Au vu du pedigree des personnages formant ce quartette mélangeant allégrement les nationalités italiennes, américaines et australiennes, il n'y a pas trop de risque à dire que l'on a encore affaire à du lourd. D’aucuns parlent de supergroupe, pourquoi pas, ce mot me laisse personnellement un peu indifférent. Il s’agit d’un groupe regroupant de très grands talents voilà tout. Visez plutôt: à la basse, Colin Edwin, qui, du haut de son arbre à porc-épic fait claquer ses cordes depuis maintenant plus de 20 ans. Aux fûts, Pat Mastelotto officie lui aussi depuis une bonne vingtaine d’années avec ses partenaires de King Crimson. Ensuite un duo italien formé de Lorenzo Esposito Fornasari (Lef), au chant et aux claviers, et de Carmelo Pipitone aux guitares. Le premier joue, entre autres, dans les groupes Bersek!, un ensemble de jazz prog, et Obake, une formation originale et inclassable gravitant quelque part autour d’une planète de la galaxie métal. Le second est un des membres fondateurs de la formation italienne rock-folk Marta Sui Tubi. Nos deux italiens ont aussi à leur actif de fructueuses collaborations avec une liste impressionnante d'artistes italiens.

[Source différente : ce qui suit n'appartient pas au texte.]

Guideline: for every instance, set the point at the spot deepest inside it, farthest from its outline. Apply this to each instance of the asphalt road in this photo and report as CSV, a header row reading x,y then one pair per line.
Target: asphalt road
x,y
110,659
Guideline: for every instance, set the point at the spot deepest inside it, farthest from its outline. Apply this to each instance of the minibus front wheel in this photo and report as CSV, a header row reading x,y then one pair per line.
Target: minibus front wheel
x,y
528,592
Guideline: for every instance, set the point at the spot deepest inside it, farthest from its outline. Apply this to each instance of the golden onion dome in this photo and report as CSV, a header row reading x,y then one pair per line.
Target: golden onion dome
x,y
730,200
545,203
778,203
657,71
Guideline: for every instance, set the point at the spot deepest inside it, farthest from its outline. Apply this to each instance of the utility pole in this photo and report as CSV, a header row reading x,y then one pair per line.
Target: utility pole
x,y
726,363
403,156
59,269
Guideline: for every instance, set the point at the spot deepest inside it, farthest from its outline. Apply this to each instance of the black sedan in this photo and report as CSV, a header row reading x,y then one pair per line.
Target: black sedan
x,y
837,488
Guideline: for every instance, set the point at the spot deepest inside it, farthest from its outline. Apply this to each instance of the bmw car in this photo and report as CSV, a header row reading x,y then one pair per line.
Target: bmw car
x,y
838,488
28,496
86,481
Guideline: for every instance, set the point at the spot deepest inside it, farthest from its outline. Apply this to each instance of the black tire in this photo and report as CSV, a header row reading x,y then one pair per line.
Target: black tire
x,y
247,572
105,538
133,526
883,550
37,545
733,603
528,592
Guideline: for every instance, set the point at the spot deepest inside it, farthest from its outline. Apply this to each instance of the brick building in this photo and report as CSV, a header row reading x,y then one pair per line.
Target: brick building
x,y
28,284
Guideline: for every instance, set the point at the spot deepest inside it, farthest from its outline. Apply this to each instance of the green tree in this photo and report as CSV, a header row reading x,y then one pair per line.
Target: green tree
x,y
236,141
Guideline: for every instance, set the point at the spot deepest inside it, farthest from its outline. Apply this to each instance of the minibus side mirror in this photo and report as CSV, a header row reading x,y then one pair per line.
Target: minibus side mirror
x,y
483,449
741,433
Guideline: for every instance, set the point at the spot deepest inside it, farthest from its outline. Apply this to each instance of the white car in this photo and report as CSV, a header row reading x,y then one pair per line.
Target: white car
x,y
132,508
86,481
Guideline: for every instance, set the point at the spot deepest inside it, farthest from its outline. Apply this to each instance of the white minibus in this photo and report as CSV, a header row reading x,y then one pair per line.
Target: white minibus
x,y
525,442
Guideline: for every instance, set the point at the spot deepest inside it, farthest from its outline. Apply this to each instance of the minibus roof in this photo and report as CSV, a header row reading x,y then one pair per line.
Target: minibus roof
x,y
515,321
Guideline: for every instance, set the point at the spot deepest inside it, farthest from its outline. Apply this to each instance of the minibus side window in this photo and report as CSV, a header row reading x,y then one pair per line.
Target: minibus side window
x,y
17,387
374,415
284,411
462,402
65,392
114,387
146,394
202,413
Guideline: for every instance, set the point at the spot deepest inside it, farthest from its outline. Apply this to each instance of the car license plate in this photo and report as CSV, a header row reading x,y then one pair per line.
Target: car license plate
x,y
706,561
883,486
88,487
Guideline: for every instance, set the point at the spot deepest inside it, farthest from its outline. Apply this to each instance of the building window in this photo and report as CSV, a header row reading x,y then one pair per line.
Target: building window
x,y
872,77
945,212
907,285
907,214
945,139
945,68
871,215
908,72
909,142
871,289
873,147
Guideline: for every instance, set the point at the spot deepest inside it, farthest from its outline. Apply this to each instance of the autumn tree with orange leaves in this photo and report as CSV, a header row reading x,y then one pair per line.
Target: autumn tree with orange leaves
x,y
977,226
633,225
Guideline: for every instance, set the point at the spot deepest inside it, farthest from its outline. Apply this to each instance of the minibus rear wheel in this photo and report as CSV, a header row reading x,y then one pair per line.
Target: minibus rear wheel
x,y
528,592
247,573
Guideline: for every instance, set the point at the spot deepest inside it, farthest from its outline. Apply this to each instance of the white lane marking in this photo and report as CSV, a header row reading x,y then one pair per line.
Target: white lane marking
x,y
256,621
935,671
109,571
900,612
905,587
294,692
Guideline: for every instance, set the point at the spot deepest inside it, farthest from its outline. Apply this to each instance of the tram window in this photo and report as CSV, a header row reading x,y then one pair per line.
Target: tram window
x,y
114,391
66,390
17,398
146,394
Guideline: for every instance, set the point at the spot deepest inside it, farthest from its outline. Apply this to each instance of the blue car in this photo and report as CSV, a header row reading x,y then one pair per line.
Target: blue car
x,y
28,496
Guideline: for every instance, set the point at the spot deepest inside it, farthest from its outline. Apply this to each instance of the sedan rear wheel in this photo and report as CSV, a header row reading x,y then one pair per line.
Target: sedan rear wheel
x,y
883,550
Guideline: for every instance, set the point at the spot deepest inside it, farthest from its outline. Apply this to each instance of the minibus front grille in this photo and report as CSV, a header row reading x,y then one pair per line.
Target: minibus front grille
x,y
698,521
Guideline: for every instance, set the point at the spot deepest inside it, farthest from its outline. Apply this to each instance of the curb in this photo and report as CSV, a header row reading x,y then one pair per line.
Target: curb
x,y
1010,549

Les présentations étant faites, j’ai été une fois de plus attiré par la pochette surréaliste de ces ‘manèges enflammés’ que ne renierait sûrement pas Stephen King. Un monde surréaliste, crépusculaire, semblant être débarrassé des hommes, supplantés par une civilisation d’espèce d'iguanes intelligents et féroces, et où les animaux ont repris leurs droits. Un monde à la dérive, déserté par la joie, incontrôlé et incontrôlable, à l’image de cette fête foraine dévorée au loin par les flammes, et de cette inquiétante tête de clown souriante, posée en pleins champs, rongée par on ne sait quels événements (je n’ai pu m’empêcher d’y voir le clown de Ça, ainsi que la voiture Christine fauchant l’herbe des prés). A ce stade le loup blanc va sûrement déambuler dans les encombres fumants des lieux dévastés. L’orque nageant dans le ciel étoilé, lui, ne fait que passer, complètement indifférent à ce qui se passe ici-bas. Hormis un titre chanté en italien, les paroles énigmatiques et sombres ne font que renforcer ce sentiment de monde en perdition. On parle d'une méduse qui aspire l'âme, d'un homme qui marche main dans la main avec une ombre, d'un esprit en dépression qui ne trouve pas le calme, d'une pluie de sang sur la foire en feu … en résumé une absence totale de repères.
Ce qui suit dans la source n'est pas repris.